Implementation Stack:
Embedder : BAAI general embedding Retrieval : FAISS Vectorstore Generation : Mistral-7B-Instruct GPTQ model Infrastructure : non-gpu stack, on cpu Data: Plug Any
What all things are Implemented as of now?
- Utilized mistral-7b gguf quantized model from HF and BAAI/bge-small-en-v1.5 as embedding model.
- Loading LLM using Ctransformer
- Retrival QA Chain from Langchain
- Ensembling Retriever with BM25(Sparse Retriever) and Faiss Retriever(Dense Retriever)
- ChainLit used as a Chat UI wth AsyncLangchainCallbackHandler
- InMemoryCaching also enabled in both cpu and gpu.

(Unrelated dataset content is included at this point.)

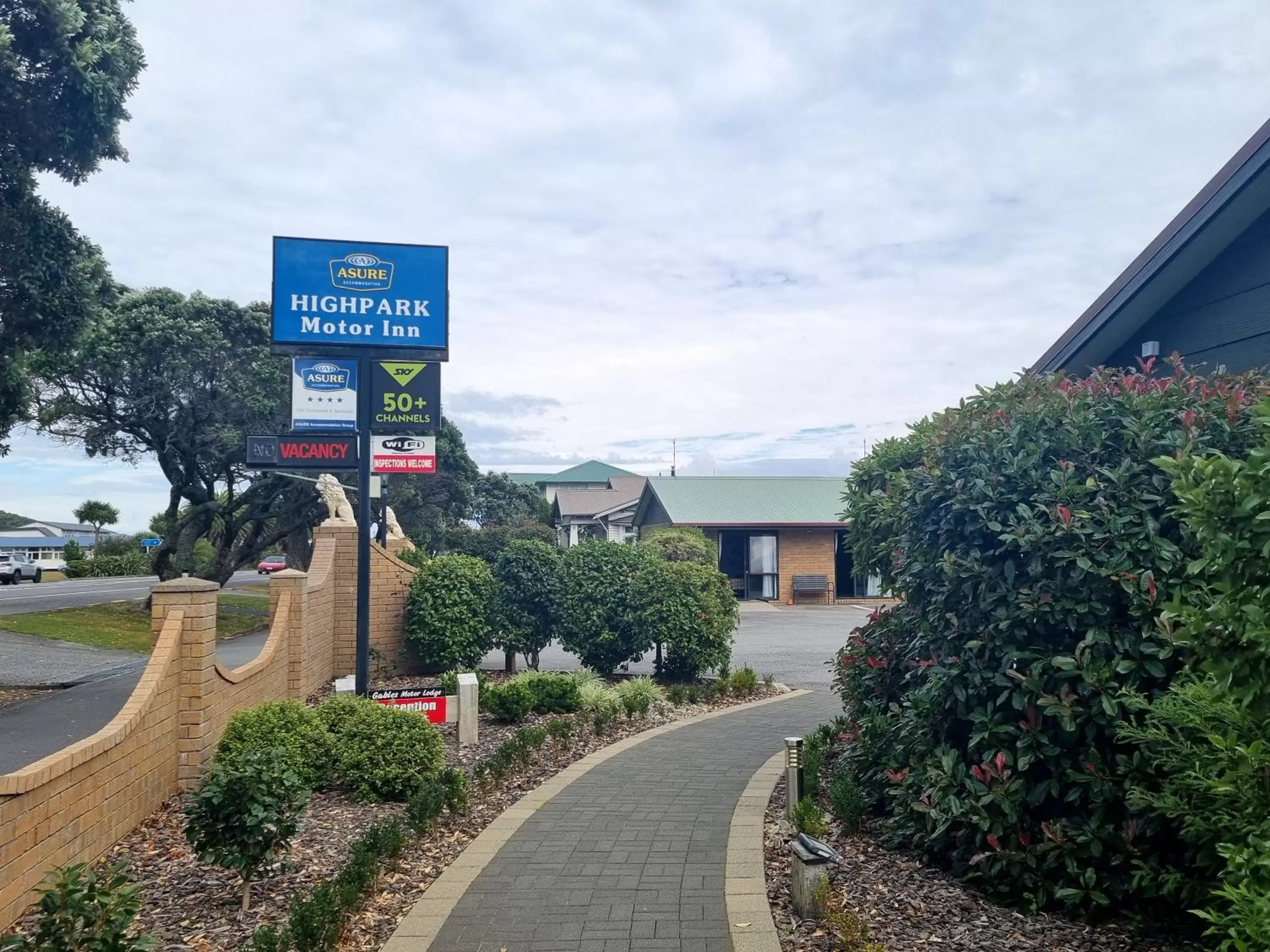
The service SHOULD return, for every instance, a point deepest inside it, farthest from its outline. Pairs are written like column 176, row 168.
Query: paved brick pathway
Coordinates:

- GPU version also available with Instruct Fine Tuning of Mistral-7b model using GPTQ.
Setup
- Plug your data
- Download Model
- Generate Embedding using using
python ingest.py
- Run the model-cpu.py, it is tested in local so using
chainlit run model-cpu.py -w --port 8080
- Run GPU version if you have enebled CUDA chailit is not availbale in gpu version.
New Addons
(To solve Lost in Middle Problem) - 3 December 2023
- EmbeddingClusterFilter
- EmbeddingRedundantFilter
- ContextualCompressionRetriever
- DocumentCompressorPipeline
- LongContextReorder
- MergerRetriever in place of EnsembleRetriver
- ChromaDB, removed FAISS
29 December 2023
- Tested Mixtral-8x7b-instruct-v0.1/MOE Model with existing pipeline.
- compression_retriver_reordered added with RetrivalQA Pipeline.